BTW, regarding Calvinism…we might re-learn a Calvinist lesson (Calvin was raised Catholic) about the sovereignty and majesty of God, with which Calvin's theology was filled.
PS I will be glad when you return. I miss our conversations and I think I need one.

Anonymous said...

Maybe it's just me, but it seems as though the pope is continuing a policy that just hasn't worked: Pandering. I don't mean to sound disrespectful. There's just something in his carefully-drawn examples of humility and his off-the-cuff remarks that just drips of: "See? We're really not so bad. The Catholic Church isn't about rules or judgment or anything that wants to make you feel bad." And to a certain extent he's right, but that's no way to deliver the message. And, ironically, the Catholic Church isn't a Church of judgment, but a Church trying to prepare us all for the terrible Day of Judgment that we all dread. Jesus calls us all to repentance and that means we're going to have to feel bad sometimes and so is anyone who's going to follow Him. I honestly think we'd be better off concentrating on being better educated in our faith and working harder on living it rather than trying to convince our enemies that we're a bunch of teddy bears.

John Nolan said...

I shall give Pope Francis the benefit of the doubt, but someone who authorizes his CDF prefect (the most important curial figure after the pope) to publish a lengthy document confirming and explaining the Church's teaching regarding marriage and then tells a journalist "that's his opinion" should need to consider seriously what he is saying.

When his election was announced earlier this year my first thoughts were "Oh no, an Argentine and a Jesuit. Will the last person to leave the Church please turn the lights out". Fortunately he is only the pope, and an old one at that, so his capacity for causing damage is limited. Paul VI was ten years younger when he was elected, and inherited a Church stampeding out of control. The pull now is towards orthodoxy, and this will continue.

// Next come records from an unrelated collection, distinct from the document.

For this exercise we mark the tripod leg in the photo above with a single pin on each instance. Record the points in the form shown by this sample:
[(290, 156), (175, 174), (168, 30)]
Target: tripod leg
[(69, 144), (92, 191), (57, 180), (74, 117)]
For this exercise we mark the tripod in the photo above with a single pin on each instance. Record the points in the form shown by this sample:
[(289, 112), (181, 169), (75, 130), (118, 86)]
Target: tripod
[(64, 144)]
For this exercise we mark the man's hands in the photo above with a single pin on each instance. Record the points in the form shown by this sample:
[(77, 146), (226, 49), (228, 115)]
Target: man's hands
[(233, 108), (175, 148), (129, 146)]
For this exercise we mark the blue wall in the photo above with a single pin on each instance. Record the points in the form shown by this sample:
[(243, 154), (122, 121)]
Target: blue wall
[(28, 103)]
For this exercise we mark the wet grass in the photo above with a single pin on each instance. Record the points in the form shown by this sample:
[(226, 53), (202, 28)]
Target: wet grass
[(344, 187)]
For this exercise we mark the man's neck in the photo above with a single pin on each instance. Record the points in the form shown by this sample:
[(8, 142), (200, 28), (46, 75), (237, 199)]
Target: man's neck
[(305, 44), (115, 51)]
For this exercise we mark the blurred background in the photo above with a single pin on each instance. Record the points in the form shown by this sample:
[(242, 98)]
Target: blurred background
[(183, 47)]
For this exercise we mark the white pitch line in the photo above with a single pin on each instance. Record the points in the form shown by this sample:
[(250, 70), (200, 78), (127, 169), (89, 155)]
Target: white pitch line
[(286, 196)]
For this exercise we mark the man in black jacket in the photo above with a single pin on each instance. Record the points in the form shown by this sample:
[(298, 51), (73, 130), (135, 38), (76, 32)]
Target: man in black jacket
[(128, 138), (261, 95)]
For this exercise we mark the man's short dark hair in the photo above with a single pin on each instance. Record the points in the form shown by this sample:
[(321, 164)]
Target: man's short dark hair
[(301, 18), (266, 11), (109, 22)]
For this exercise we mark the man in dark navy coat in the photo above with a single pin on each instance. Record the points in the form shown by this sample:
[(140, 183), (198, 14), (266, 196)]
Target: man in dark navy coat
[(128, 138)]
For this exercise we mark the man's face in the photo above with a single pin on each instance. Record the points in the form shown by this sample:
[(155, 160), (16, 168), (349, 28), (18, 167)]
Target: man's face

Fr. Allan J. McDonald said...

Actually the statement about "that's his opinion" was on Archbishop Mueller's more positive evaluation of liberation theology which then the pope said, "that's his opinion."

In terms of the clarificatioin you speak of by Archbishop Muller which appeared in the Vatican newspaper, the consensus is that Pope Francis ordered it and desired it to be printed and desiminated to correct the false impression some of his off-the-cuff remarks had generated.

The same Archbishop Muller two weeks ago had a brief article in the same paper decrying Protestant ecclesiology that had diminished the identity of the Catholic priesthood and the distinctions between lay and clerical in terms of the baptismal priesthood and the ordained priesthood. This seem to be directed to a certain Honduran Cardinal's talk given in Dallas a few days earlier.